A senior works officer made an assessment of the site in February 2020. “It was a visit to get an operational perspective on what we can go about maintaining down there,” Affleck says.

“We have had a sinking lid on that sort of work, and we are going to have to prioritise what we keep to represent the heritage fabric of that part of the island.”

But DOC’s heritage budget is strained – with significant funds likely to be sucked up by the Clifden Suspension Bridge, which spans the Waiau River.

A proposal was made, with reluctance, to dismantle the Tucker Valley camp. A final decision is yet to be made, but the axe is likely to fall unless an alternative source of cash emerges.

Allowing the buildings to be subsumed by nature is not an option because the island’s wild weather could see materials blown about the sensitive and fragile wilderness. Some also contain asbestos.

“Our problem is it is a World Heritage island, and it would just spread across as the wind came through. We haven’t made a decision on those buildings but there has got to be some rationalising,” Affleck says.

“We can’t, in all honesty, maintain everything that is there with the budget we have.”

Matthew Schmidt, DOC’s senior heritage adviser, says many people don’t realise DOC is the country’s biggest manager of heritage.

”There are thousands of archaeological sites on DOC land. Six hundred or 700 sites on Lake Wakatipu alone. We then have to decide, with our budget, which ones are we going to leave and which ones are we going to manage and actively maintain.

“It’s very difficult to make those choices.”

Schmidt is pleased with progress in recording, GPS mapping and photographing heritage sites across all five subantarctic island groups.

“The next stage … is we are going to work on a system where you click on the site record, that tells you the history of the site and photographs.

“And when the rangers go out, they’ll photograph and update that form.

“We still need to know and to investigate what the earliest occupations were. And the impacts of people on the island.”

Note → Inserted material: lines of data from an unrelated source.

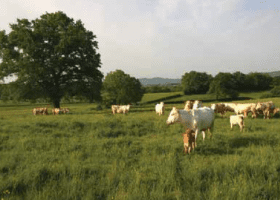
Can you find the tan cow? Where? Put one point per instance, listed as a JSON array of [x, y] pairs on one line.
[[120, 109], [64, 110], [189, 105], [219, 108], [265, 107], [237, 120], [56, 111], [189, 141], [40, 111], [114, 108]]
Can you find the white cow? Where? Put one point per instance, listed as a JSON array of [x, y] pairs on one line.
[[197, 104], [243, 108], [160, 108], [197, 119], [120, 109], [189, 105], [237, 120]]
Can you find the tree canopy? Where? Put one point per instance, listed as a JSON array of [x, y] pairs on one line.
[[195, 82], [50, 55], [120, 88]]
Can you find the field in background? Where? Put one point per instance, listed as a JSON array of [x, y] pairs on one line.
[[90, 154]]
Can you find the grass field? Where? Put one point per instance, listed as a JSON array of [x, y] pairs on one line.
[[90, 154]]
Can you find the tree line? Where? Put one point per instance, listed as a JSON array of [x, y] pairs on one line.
[[55, 58]]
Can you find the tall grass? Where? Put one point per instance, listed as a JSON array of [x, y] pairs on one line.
[[91, 154]]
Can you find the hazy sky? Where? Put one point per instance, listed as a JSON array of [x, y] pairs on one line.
[[166, 38]]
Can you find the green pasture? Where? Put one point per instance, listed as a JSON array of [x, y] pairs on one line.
[[91, 154], [154, 96]]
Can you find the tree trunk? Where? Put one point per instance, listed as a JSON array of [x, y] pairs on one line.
[[56, 103]]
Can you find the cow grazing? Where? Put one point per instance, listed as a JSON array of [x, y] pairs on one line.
[[189, 105], [40, 111], [56, 111], [197, 104], [160, 108], [243, 108], [114, 108], [237, 120], [123, 109], [197, 119], [64, 110], [189, 141], [120, 109], [265, 108], [219, 108]]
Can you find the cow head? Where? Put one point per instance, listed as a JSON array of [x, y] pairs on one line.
[[173, 116]]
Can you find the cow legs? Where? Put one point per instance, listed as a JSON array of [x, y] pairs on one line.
[[196, 132], [203, 134], [210, 132]]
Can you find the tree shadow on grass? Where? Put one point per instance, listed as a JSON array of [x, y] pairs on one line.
[[246, 141]]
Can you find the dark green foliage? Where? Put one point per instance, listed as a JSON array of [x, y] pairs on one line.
[[120, 88], [258, 82], [223, 86], [162, 88], [50, 55], [195, 82], [276, 81], [275, 91], [266, 95]]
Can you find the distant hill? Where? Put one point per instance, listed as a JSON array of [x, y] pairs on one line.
[[273, 74], [157, 80]]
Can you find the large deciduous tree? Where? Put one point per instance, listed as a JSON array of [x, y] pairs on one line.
[[51, 54], [120, 88], [195, 82]]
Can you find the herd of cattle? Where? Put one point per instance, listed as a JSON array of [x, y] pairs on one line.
[[197, 118], [194, 117], [55, 111]]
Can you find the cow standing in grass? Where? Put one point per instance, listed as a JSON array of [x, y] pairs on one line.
[[199, 120], [189, 105], [40, 111], [237, 120], [160, 108], [189, 140]]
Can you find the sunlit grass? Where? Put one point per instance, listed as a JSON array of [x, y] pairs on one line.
[[90, 154]]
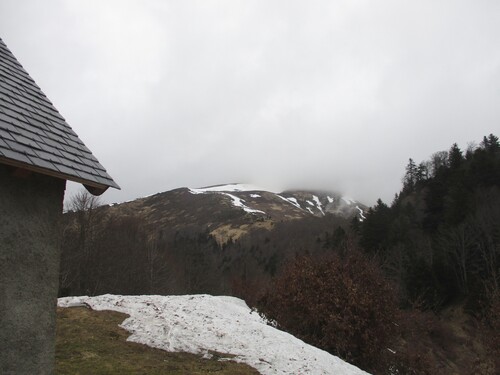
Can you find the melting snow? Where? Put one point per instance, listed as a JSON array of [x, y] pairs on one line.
[[202, 323], [226, 188], [361, 213], [290, 200], [318, 204], [238, 202], [348, 200]]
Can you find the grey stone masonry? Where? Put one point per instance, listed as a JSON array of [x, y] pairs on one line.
[[30, 213], [35, 136]]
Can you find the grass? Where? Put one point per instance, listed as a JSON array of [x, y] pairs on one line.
[[91, 342]]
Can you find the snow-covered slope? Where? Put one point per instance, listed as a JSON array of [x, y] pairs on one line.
[[255, 200], [202, 324]]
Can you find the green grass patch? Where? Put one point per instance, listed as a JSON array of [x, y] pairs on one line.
[[91, 342]]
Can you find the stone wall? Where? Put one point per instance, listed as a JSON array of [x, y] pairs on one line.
[[30, 212]]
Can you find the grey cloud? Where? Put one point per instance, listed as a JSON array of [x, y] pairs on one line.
[[320, 94]]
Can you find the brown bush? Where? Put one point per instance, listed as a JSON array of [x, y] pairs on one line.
[[342, 305]]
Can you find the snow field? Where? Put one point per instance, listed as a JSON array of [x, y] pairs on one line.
[[202, 324]]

A spokesman for MetService confirmed it has responsibility for most of the buildings at Beeman Point.

But decisions about the old coast watching station lie with DOC. “Our permit area restricts us to operate a weather station at Beeman Point only,” he said, in a written statement.

He added: “MetService certainly haven’t forgotten the contribution that the men and women stationed on the island (the only meteorological observation point in the sub-Antarctic islands) by the former Meteorological Service made to weather forecasting in New Zealand.

“In that regard, there is a story to be told, and the buildings at Beeman Point are part of that story.”

Recent work has focused on the removal of hazardous materials, such as diesel residues from the bulk fuel storage facility, and asbestos, used in the construction of the base.

“The buildings at Beeman Point were constructed with materials designed to withstand the rigours of the environment, and MetService are committed to their maintenance as our permit from DOC allows.

“Except for this year, MetService undertake regular annual maintenance of the facilities during the summer season.”

Last year Stuff revealed that the Government rejected advice to expand a marine sanctuary in the waters around Campbell Island, following pressure from the commercial fishing industry and Ngāi Tahu.

And conservation efforts in the subantarctic region were dealt a further blow when it emerged Covid-19 had forced the abandonment of what was to be the world's most ambitious predator control programme in the Auckland Islands.